The Nightmare That Is KERS

Alex CowleyCorrespondent IMay 5, 2009

Sometimes F1 confuses me. Recent examples would be the recent steward interventions, the introduction of the winner takes all points system, and Max Mosley's recent assurances that F1 does not need Ferrari.

Yet sometimes F1 downright aggravates me and leaves me begging the question why almost an entire series filled with some of the biggest car companies in the world cannot get one component of a car right? Why has KERS been such a problem?

On one hand the issue seems fairly obvious, it's a question of weight. Weight affects everything in motorsport, decreasing acceleration, braking power and putting more strain on the engine and tyres. The KERS equipment is a weighty device which adds considerable ballast to a finely balanced rather edgy machine.

Therefore, KERS is a piece of kit that must not only be designed to save weight but also not effect the balance and speed of the car.

Not only this, but is the development of KERS is seen as an important step in the direction of energy conservation. F1 is at the forefront of developing KERS for all forms of motorsportand transport and this continues on from the recent messages F1 has been sending out about the importance of looking after the enviroment, so far with Honda and the "earth" car. However, the pinnacle of motorsport has been unable to balance KERS and performance.

One way the teams have tried to combat the drawbacks of KERS is to shed weight off the drivers. Over the winter only the wiry Kazuki Nakajima gained weight. This weight reduction has turned F1 drivers effectively into motorised jockeys but failed it seems to solve the weight issue.

However this does not seem to be the crux of the KERS problem. Surely it's the performance (or mainly lack of) thus far during the race weekends.

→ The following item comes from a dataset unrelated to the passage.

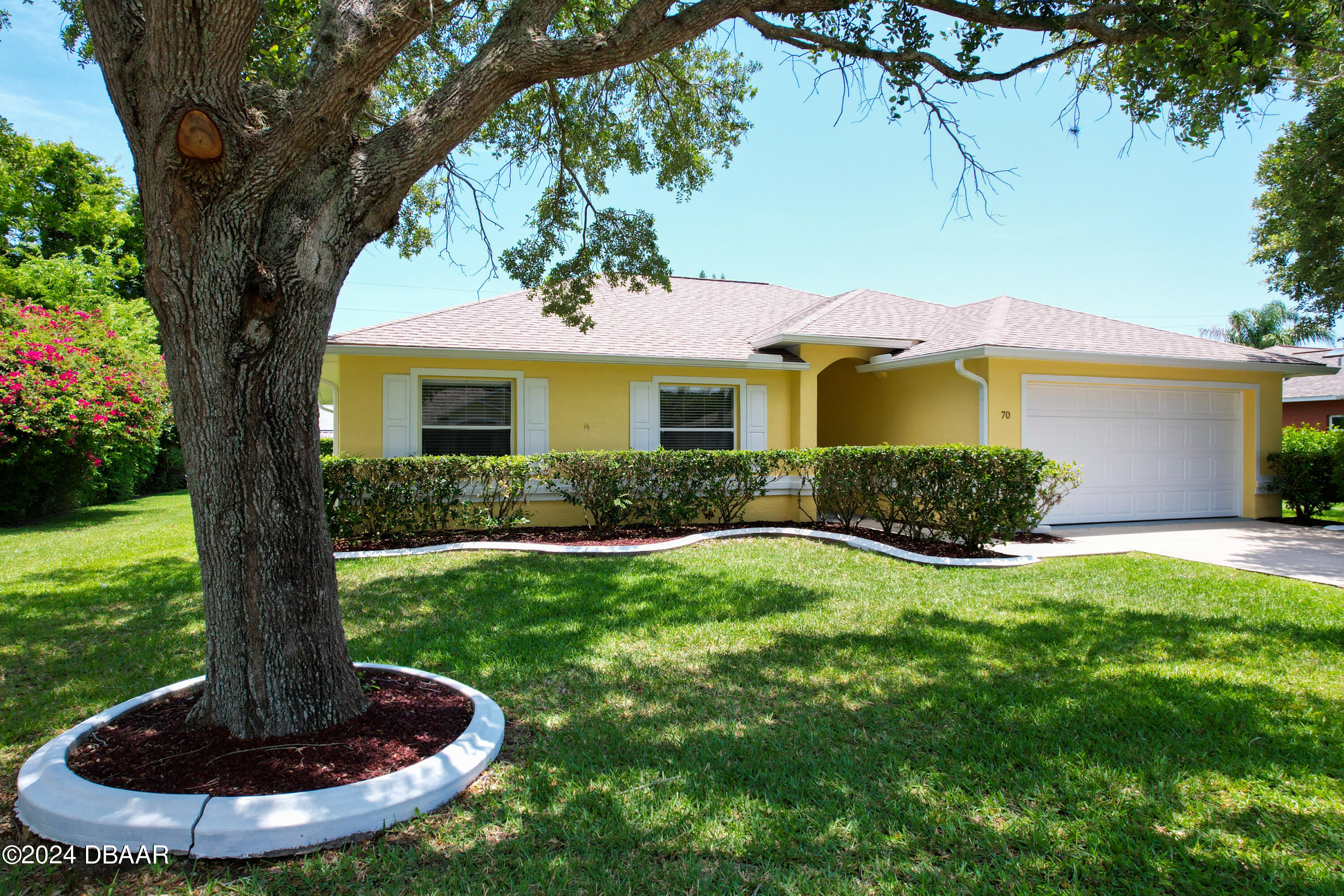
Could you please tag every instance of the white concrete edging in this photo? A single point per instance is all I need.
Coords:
(636, 550)
(60, 805)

Of the nine teams planning to run KERS this year only four teams have done so, and only three of which have run KERS on both cars. This hardly encourages the smaller teams to introduce KERS. However, while the small turnout for KERS has been an issue, its relative lack of performance has been a hammer blow.

KERS is designed to give a 6.7 second boost of power to the engine of the car per lap. It uses up the excess energy from the brakes in order to recharge a cell to provide the engine with this power. Therefore, this gives a car kitted with KERS a significant advantage at the start of a race or when attempting a pass on a long straight. However, so far this supposed advantage has not offset the overwhelming problems.

Ferrari have had a disastrous time with KERS, with the failure in Malaysia on Kimi Raikkonen's car being the "highlight." Furthermore they've seen very little performance advantage with the exception of the increased acceleration at the start. Thus far Ferrari is averaging less than a point per race this season.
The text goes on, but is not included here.